Executives in the recording industry are echoing that battle rhetoric as well. In a speech last week, Seagram CEO Edgar Bronfman Jr. warned that the music industry would fight technology with technology, employing tools that make it possible to track every Internet download and tag every file. (Seagram is the parent company of Universal Music Group.) ''We will take our fight to every territory, in every court, in every venue, wherever our fundamental rights are being assaulted or attacked,'' he said.

But that is easier said than done at a time when computer wizards are continually cracking encryption codes and inventing their own solutions to the music distribution dilemma. Two days after Napster banned Metallica fans, a group of programmers in the United Kingdom announced Metallicster, a program specifically designed to trade music by the heavy metal group.

''The technology is out of the bag, and anyone who wants to pirate music over the Internet is going to be able to do it,'' concedes Howard King, the Los Angeles lawyer who represents Metallica. ''But we are going to set a legal precedent that will be available to any other owner of intellectual property.''

However symbolic, an unenforceable court ruling may not have any effect on the general public, especially a generation that was raised on the Internet and the concept that all information must be free. Richard Stallman, founder of the Free Software Foundation, is a long-time proponent of that credo. While he categorically believes that all software should be free, he says he doesn't have any problem with fees for music and other forms of entertainment, since software is made to be used and music is made to be appreciated.
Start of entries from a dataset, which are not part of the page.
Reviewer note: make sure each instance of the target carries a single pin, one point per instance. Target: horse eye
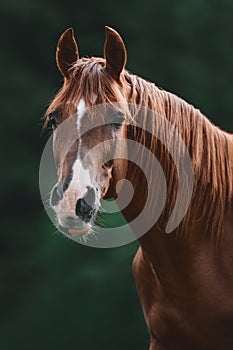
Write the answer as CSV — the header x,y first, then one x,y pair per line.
x,y
53,119
118,119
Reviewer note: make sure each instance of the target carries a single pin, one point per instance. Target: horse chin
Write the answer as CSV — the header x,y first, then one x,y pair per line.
x,y
75,231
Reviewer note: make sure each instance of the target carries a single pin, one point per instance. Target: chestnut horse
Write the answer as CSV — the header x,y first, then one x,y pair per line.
x,y
184,279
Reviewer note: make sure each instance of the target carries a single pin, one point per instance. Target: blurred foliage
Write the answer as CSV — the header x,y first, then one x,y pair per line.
x,y
54,292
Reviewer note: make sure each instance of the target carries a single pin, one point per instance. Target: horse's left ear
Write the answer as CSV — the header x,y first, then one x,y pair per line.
x,y
114,53
67,52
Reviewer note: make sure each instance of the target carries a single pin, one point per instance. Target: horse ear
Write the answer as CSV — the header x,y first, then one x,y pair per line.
x,y
67,52
114,53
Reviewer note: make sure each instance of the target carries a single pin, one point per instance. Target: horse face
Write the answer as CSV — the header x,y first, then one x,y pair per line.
x,y
88,168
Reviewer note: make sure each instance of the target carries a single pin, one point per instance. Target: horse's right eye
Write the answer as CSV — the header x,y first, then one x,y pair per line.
x,y
53,116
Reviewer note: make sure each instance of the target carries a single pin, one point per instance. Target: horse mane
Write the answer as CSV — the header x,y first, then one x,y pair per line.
x,y
210,149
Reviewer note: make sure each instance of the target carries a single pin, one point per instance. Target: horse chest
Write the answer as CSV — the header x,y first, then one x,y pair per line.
x,y
196,320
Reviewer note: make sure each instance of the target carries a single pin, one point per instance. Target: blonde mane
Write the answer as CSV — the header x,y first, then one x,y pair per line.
x,y
210,149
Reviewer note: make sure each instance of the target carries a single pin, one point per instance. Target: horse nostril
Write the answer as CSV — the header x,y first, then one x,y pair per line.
x,y
70,221
55,197
85,205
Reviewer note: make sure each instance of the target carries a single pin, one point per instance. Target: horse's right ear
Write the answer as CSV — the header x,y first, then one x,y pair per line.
x,y
67,52
114,53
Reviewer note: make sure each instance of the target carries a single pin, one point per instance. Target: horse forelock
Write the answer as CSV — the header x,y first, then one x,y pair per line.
x,y
210,149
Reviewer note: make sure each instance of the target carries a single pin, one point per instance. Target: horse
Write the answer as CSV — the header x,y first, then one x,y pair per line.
x,y
184,279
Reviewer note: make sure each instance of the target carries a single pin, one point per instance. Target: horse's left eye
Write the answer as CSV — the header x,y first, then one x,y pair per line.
x,y
118,119
53,119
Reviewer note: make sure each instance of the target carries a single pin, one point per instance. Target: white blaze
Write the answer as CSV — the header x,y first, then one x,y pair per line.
x,y
81,176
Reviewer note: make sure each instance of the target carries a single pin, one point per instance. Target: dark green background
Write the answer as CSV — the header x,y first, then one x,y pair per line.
x,y
56,294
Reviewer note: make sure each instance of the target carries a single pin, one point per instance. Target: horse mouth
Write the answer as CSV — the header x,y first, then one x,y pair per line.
x,y
74,231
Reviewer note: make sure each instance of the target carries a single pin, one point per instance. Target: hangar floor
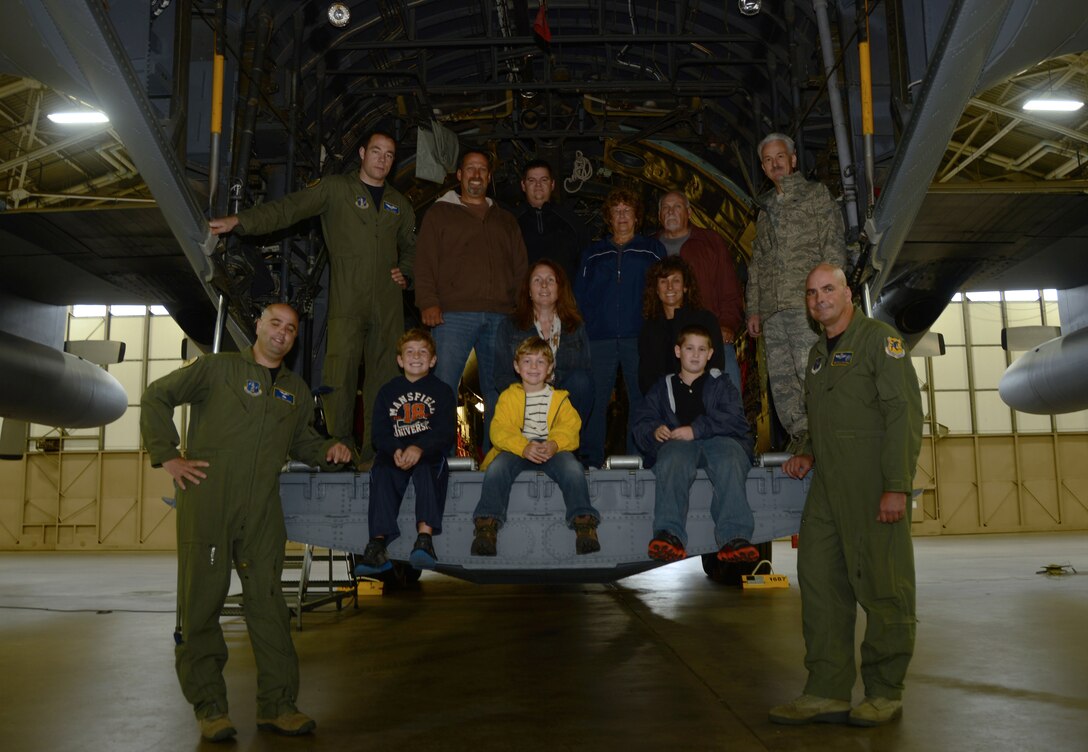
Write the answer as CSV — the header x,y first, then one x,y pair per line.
x,y
666,660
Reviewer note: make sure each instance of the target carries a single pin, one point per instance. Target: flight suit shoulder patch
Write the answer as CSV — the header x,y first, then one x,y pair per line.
x,y
893,347
283,394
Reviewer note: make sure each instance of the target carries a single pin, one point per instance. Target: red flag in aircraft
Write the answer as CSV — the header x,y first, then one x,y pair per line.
x,y
540,26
But he adds, ''Private occasional redistribution [of music] must be lawful, because only a police state with draconian laws can prevent it.''

Irish programmer Clarke is a free-speech absolutist who makes no exceptions for entertainment, child pornography, or terrorism. ''My point of view is not held by most people,'' he says, ''but the technology has given me the ability to do what I think is right without having to convince anyone.''

In fact, if Freenet takes off, technical wizards like Clarke certainly will have the upper hand, making it nearly impossible for the entertainment industry to combat redistribution of their products. Some say the game isn't entirely over, though. ''I don't think the record companies are entirely out of bullets,'' says Jonathan Zittrain, executive director of Harvard's Berkman Center for the Internet and Society. The music companies could market new music as a service rather than a product; all music that is recorded in the future would be delivered as a subscription service via a sort of celestial jukebox, Zittrain and other industry analysts have predicted.

Until then, the challenge is up to the music industry to develop a commercial program that is easier to use than the underground tools being released by nonprofit idealists. But so far, the recording industry's attempts to develop a secure digital music standard have creeped along without much success.

Meanwhile, more and more users are downloading programs like Gnutella. Netscape cofounder Marc Andreessen and Intel chairman Andy Grove are said to be fans of the self-perpetuating network. And on any given night, tens of thousands of people use Gnutella says engineer Kan, who monitors the network from home. He says 90 percent of the users are searching for music and pornography, while the other 10 percent are looking for software or innocuous text files like his recipe for strawberry rhubarb pie. ''I'm not going to argue that it's correct to break copyright law and download music, but I do defend the right to download music I own,'' says Kan. ''And I think I am representative of people my age and people younger than I am, too.''

This story ran on page A01 of the Boston Globe on 5/31/2000.